# BONE MEAL



## Guest (Jan 3, 2006)

Am I mistaken but isn't the primary constiuent of the popular calcium suplament Calcium Carbonate? And isn't that just Arm and Hammer baking soda? I hope it has other stuff in it. If it is it will throw the ph of the soil extremely alkaline and kill your moss, etc.

Has anyone ever considered using plane old bone meal for a nice organic calcium suplament?

I use it allot in gardening, and our local feed and seed said the feds stopped them from selling the 50lb bags because of Mad Cow Disease. I'm not happy about that because I've never fed bone meal to anything in my life and now I cannot get the cheap quantitiy for gardening! OK So making nice herbivore cattle into carniovors isn't a good idea, but little frogs aren't herbivores. I cannot see why this would hurt them and it would have the added benefit of being organic and not throwing your soil PH through the roof.

Anyone out there more educated than I, please let me know what you think.

Anyone ever used it and had success or problems?

Larrry


----------



## Dancing frogs (Feb 20, 2004)

Baking soda is sodium bi-carbonate, if I remember right.


----------



## elmoisfive (Dec 31, 2004)

Dancing frogs said:


> Baking soda is sodium bi-carbonate, if I remember right.


Correct and washing soda is sodium carbonate. Calcium carbonate is also basic but used in small amounts (avoiding mosses especially!) will not create alkaline soils. 

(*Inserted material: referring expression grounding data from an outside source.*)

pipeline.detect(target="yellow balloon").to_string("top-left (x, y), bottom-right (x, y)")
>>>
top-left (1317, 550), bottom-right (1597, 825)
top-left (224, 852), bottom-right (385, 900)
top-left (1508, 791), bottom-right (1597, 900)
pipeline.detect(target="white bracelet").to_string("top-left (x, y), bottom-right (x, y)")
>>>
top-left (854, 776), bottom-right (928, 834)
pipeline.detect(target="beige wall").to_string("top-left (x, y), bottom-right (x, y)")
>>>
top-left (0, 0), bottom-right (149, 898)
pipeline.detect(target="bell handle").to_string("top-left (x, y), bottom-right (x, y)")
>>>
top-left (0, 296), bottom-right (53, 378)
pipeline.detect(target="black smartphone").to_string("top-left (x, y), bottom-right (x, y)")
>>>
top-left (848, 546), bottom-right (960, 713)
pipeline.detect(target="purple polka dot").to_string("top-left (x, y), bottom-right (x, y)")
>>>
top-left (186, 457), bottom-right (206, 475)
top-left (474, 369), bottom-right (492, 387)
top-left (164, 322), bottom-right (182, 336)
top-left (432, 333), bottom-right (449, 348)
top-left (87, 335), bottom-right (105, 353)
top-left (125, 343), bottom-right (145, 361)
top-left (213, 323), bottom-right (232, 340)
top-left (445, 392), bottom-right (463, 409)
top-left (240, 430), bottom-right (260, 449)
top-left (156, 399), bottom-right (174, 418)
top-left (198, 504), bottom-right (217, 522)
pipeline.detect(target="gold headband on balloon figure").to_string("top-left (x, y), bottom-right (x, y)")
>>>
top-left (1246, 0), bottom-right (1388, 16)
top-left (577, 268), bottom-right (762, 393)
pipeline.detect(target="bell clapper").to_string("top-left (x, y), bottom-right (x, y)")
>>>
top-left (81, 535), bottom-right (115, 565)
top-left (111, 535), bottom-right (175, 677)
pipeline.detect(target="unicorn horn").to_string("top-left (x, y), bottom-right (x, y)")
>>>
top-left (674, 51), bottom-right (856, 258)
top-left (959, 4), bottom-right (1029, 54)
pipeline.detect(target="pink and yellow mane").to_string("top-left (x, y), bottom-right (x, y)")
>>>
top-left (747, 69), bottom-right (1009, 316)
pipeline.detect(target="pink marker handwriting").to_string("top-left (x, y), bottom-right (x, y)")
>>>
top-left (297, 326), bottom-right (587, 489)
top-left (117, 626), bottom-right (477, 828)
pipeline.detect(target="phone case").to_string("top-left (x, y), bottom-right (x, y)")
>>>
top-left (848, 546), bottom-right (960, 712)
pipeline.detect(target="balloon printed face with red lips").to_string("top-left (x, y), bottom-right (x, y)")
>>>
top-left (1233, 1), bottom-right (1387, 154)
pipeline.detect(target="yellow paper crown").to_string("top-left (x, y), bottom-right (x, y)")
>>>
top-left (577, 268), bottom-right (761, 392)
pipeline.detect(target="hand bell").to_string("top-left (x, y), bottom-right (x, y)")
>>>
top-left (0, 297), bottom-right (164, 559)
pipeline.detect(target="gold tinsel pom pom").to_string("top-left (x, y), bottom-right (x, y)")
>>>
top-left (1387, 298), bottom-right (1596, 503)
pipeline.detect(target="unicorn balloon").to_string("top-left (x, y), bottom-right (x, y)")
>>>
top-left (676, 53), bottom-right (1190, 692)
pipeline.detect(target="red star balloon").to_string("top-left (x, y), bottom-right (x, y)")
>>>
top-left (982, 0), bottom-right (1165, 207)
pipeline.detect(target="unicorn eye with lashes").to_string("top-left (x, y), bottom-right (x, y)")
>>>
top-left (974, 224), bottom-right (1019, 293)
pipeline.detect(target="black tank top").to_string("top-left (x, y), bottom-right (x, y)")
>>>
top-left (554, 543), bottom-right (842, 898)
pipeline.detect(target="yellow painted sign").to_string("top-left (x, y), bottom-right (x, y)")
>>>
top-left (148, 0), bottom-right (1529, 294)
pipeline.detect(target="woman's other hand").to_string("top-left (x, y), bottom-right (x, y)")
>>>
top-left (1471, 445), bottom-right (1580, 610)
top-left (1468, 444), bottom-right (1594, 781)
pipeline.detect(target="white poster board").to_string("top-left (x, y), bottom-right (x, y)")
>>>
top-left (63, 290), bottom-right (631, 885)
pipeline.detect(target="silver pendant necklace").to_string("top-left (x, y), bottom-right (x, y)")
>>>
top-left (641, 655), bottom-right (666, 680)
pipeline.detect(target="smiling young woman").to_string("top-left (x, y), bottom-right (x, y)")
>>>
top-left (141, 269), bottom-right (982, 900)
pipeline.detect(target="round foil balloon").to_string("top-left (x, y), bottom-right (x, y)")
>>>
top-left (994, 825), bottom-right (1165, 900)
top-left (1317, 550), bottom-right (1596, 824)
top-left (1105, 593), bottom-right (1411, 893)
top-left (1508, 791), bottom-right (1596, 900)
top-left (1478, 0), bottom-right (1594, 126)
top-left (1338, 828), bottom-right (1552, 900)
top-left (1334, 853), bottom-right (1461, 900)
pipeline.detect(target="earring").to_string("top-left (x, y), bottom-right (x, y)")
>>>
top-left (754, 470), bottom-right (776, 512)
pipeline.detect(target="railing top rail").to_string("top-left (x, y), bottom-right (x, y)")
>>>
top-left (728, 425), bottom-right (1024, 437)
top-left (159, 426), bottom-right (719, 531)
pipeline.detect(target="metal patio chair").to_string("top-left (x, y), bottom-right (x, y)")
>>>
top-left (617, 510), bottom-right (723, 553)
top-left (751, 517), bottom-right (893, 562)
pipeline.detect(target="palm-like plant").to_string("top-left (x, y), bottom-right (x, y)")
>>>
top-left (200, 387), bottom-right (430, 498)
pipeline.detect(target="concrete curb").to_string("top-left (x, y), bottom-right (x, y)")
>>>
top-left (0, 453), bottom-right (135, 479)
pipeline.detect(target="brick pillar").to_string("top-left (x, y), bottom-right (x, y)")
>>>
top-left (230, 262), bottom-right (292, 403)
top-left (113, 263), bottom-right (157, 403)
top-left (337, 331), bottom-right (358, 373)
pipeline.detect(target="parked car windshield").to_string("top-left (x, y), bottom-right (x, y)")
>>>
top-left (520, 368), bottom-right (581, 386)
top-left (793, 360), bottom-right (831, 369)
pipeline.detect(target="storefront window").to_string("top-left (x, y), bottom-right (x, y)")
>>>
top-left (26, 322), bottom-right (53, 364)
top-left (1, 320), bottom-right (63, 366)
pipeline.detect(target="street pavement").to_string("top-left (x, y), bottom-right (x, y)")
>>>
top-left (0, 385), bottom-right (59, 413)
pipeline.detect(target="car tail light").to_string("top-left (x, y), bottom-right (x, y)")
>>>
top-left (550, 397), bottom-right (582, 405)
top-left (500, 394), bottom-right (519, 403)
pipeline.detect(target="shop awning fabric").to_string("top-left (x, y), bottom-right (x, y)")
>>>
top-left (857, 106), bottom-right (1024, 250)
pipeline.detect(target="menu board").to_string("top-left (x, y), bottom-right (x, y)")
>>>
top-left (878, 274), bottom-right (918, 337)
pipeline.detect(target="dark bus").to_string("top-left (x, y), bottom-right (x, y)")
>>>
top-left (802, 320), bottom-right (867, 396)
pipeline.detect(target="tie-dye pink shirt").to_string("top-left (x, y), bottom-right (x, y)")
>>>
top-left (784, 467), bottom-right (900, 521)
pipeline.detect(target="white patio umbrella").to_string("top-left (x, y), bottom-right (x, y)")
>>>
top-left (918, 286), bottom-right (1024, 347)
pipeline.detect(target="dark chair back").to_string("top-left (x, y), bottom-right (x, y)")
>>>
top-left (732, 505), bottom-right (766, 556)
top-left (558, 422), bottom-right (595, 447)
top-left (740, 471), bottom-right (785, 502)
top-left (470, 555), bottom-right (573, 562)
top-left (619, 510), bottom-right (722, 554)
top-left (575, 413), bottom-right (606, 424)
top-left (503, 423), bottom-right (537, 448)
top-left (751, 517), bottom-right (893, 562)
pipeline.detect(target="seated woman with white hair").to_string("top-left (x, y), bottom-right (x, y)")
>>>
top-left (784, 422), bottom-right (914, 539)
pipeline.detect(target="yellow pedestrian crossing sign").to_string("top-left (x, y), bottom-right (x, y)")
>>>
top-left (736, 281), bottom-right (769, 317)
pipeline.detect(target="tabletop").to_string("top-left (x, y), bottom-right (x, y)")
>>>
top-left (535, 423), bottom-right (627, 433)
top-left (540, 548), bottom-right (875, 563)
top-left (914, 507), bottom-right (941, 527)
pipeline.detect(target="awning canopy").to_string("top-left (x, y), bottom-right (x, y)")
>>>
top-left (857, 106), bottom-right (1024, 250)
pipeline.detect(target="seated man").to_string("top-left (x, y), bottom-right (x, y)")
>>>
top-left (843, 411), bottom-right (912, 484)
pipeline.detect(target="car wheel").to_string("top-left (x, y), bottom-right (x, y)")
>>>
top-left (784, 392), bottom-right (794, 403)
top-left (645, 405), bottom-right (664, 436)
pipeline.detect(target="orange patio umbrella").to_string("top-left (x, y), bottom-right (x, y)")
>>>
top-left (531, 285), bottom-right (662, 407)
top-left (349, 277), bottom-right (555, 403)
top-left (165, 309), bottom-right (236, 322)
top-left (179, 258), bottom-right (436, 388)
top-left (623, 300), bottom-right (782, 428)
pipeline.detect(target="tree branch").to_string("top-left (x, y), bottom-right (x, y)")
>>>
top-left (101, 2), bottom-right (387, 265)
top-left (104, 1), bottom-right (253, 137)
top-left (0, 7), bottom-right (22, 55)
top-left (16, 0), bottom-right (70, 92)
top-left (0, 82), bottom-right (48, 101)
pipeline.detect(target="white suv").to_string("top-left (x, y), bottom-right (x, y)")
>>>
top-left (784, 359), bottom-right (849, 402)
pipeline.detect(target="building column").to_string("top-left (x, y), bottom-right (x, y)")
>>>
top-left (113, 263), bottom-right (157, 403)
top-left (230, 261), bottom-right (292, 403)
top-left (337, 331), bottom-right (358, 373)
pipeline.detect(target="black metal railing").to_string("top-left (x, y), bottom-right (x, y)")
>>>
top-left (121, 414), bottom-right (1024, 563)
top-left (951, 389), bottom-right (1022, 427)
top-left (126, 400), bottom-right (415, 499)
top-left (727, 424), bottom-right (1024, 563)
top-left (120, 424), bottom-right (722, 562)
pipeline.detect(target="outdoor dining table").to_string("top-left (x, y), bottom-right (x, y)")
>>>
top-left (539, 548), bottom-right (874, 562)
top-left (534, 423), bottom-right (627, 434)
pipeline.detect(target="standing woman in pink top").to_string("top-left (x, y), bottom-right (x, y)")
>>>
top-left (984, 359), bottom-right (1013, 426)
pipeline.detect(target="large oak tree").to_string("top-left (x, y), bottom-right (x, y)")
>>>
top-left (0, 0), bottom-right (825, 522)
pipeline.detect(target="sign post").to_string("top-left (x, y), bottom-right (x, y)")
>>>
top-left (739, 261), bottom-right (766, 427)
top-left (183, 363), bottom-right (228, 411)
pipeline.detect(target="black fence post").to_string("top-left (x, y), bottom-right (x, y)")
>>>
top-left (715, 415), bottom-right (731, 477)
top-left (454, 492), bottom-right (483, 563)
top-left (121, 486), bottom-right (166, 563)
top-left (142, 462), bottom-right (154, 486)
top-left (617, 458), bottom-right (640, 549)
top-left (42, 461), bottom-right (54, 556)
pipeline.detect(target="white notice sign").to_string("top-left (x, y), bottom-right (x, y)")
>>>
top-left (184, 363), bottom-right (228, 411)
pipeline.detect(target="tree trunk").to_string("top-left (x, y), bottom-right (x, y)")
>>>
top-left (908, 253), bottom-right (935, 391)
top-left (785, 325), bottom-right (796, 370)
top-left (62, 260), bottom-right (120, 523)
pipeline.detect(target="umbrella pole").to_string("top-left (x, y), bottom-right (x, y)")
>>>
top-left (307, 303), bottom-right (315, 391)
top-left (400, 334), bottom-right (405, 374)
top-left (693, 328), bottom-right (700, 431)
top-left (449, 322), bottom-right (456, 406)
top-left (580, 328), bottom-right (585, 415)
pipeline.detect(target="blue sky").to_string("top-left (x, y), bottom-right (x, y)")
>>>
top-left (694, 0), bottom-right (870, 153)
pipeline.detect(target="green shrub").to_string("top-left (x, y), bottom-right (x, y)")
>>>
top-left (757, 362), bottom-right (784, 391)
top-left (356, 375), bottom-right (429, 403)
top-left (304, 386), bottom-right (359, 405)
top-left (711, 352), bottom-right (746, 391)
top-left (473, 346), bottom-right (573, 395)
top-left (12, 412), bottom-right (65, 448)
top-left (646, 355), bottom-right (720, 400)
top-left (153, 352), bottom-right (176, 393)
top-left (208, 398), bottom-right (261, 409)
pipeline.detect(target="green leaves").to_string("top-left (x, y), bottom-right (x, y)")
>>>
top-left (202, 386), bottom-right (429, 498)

A large component of bone meal is calcium phosphate that does not present the optimal calcium/phosphorous ratio for PDFs. There are a few threads on the board speaking to the importance of this ratio for proper supplementation.

Bill


----------



## EDs Fly Meat (Apr 29, 2004)

Not sure where it comes from but it's pure calcium.
Dave


----------



## Catfur (Oct 5, 2004)

What is pure calcium, McFly? Wouldn't pure calcium be rather caustic?


----------



## Jordan B (Oct 8, 2004)

Most of the calcium supplements are from ground oyster shells, or so I've been told.


----------



## EDs Fly Meat (Apr 29, 2004)

Hey Clayton,
Ca+ caustic? It's an ion for sure but not like H+ caustic. Its an element but often found in a salt. Right? I'm not sure where they get the calcium. I honestly have no idea, maybe like soilent green (It's made of people). I spoke to a vitamin dealer today and he assured me it was pure, thus my post. I know that some companies used oyster shells, but there was a stink a few years ago about lead content in oyster shells. It was a sales pitch of Miner-All a few years back if I remember correctly, no oyster calcium.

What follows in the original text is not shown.